(«А Валентина кто бездарностью обзывал? Не в сердцах, под диктофон. Неспроста такое предисловие. Щедрыми авансами матерые люди не разбрасываются. Серьезное „но“, ими оплаченное, обязательно последует… Драматизм отношений — ничего лучше для книги и не придумаешь».)
— …но у нее есть имидж, и она его очень охраняет. Ограниченному количеству людей разрешает войти в ландшафт своей души. И в наших разговорах о Раневской, о Чехове она это себе позволяла, и мне было очень интересно. Она служит в театре, а там без кокона нельзя, ведь ее театр политизированный, он весь строился на противоборстве с властью. Это был как бы узаконенный левый театр, как бы ручеек свободы.

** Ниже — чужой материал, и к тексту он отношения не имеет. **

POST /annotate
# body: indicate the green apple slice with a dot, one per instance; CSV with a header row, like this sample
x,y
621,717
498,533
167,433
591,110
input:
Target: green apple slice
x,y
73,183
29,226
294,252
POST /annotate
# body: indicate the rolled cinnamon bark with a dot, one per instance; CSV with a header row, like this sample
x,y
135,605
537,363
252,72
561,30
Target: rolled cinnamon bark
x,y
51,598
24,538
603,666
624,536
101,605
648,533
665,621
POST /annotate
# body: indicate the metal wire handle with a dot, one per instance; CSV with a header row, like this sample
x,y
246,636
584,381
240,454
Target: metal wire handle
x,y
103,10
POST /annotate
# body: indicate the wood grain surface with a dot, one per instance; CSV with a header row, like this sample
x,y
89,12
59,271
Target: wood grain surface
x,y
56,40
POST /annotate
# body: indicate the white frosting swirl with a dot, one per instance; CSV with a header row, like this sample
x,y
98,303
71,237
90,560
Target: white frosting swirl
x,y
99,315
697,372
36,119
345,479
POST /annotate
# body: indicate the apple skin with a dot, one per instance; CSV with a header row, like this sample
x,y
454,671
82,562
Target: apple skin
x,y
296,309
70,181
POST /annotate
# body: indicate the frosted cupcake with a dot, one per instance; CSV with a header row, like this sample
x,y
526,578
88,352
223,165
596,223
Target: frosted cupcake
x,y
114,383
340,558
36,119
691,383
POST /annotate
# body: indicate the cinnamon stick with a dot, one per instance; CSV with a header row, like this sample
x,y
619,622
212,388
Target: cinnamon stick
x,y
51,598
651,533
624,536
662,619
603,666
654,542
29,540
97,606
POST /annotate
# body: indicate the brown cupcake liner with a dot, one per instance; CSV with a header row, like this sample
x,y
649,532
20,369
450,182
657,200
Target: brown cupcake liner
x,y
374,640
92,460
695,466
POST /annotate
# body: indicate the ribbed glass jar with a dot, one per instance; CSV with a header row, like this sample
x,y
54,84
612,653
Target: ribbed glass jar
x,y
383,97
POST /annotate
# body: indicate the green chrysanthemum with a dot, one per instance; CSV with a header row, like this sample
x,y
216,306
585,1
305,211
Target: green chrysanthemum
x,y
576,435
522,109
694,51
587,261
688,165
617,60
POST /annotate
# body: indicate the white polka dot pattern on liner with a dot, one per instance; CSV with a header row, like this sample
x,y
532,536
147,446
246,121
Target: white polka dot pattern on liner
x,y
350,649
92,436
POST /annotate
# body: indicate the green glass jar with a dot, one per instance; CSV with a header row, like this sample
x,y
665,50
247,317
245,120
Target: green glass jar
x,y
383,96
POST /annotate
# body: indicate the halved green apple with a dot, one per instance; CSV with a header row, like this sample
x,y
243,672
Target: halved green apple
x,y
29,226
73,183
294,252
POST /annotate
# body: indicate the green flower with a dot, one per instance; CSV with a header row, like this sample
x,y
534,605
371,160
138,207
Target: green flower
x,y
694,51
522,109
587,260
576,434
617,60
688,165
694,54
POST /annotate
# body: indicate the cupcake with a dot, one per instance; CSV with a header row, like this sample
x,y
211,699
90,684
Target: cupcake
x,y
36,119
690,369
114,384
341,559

Но он моментально кончился — там, где нет искусства, а есть борьба с властью или, что еще хуже, управление искусством, — там все плохо кончается…
(«Да если б только там! И умирают театры на миру, и смерть их совсем не красна…»)
— Стелла это прекрасно понимает, она никогда не играла в политические игры, для нее искусство и творчество самоцельны. Поэтому она всегда жила в раздвоении, я это понимал и никогда не обижался.
(«Просто так слово „обида“ не упоминают. Когда говорят „я не хотел вас обидеть“ — хотят, „не обижаюсь“ — обижаются».)
Последним был эстрадник, который, видимо, сказал не совсем то и совсем не так, как хотел бы Эраст.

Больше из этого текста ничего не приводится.